Le relativiste, s'arrachant toujours d'un monde pour un autre,  afin de départir les fondements et horizons de son monde de leur nature transcendantale pour en faire de simples objets, se voue lui-même à toujours être hors-monde, dans la relation pure. Or aucun calcul n'est possible sur des données changeantes, nulle relation sans ses termes, nul mouvement sans référentiel immobile. Le relativisme absolu ne peut être qu'un horizon intangible sous peine d'abolir la pensée qui doit toujours s'enraciner dans un monde fixe. Lorsqu'il produit des méta-monde afin d'échapper aux impensés d'un monde donné, il cesse donc pour un temps son mouvement et s'installe dans un monde à partir duquel il pourra développer son raisonnement, ce faisant, il redevient prisonnier d'autres impensés, d'autres structures transcendantales.

Il est donc nécessaire soit de renoncer à la pensée judicatoire (au profit par exemple de la fonction contemplative), soit de cesser temporairement d'être nomade pour pouvoir continuer de penser. Dans ce dernier cas, le penseur ne pourra produire que des jugements valides pour son monde et non pour les mondes qu'il pourrait vouloir viser. Il faut donc accepter la non-concurrence des pensées intercosmiques: changer de monde c'est changer de paradigme, de grammaire, de mathématique, de lois.
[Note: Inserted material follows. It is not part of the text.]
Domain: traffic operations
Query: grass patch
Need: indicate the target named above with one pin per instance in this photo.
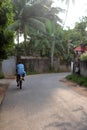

La justesse d'un jugement ne peut être évaluée qu'en interne, à partir d'un ensemble de lois fini et déterminé, ainsi que d'un ensemble  de données fini et déterminé. La justesse n'est pas ici une "adequatio rei et intellectus", la chose n'étant qu'une idée-horizon, un concept négatif et non un objet véritable. Il n'y a que l'immanence de l'intellectus.

Désirer avoir raison, c'est souvent souhaiter réduire la complexité, unifier le multiple, arraisonner le chaos, appauvrir le divers. C'est une posture semble-t-il naturelle de survie pratique, mais cela ne peut se faire que pour soi, de préférence de manière temporaire, sous peine de relever de la violence. On ne peut réduire la diversité des mondes et établir un unique monde-référence (que l'on nommerait "le réel") qui ferait autorité, précisément parce qu'il n'y a pas d'en soi (c'est du moins ce que l'expérience suggère jusqu'à présent) et qu'il n'y a par conséquent que des mondes qui n'entretiennent entre eux aucune relation hiérarchique. Par extension, il n'existe pas non plus de hiérarchie entre les logoï, par d'autorité possible entre les mondes.

L'idée toutefois d'un méta-monde ultime, d'un en-soi, est une idée-horizon prolixe et peut-être nécessaire, mais elle n'est là que pour encourager le mouvement, le voyage, le tissage incessant de nouvelles relations, l'émergence de nouveaux mondes.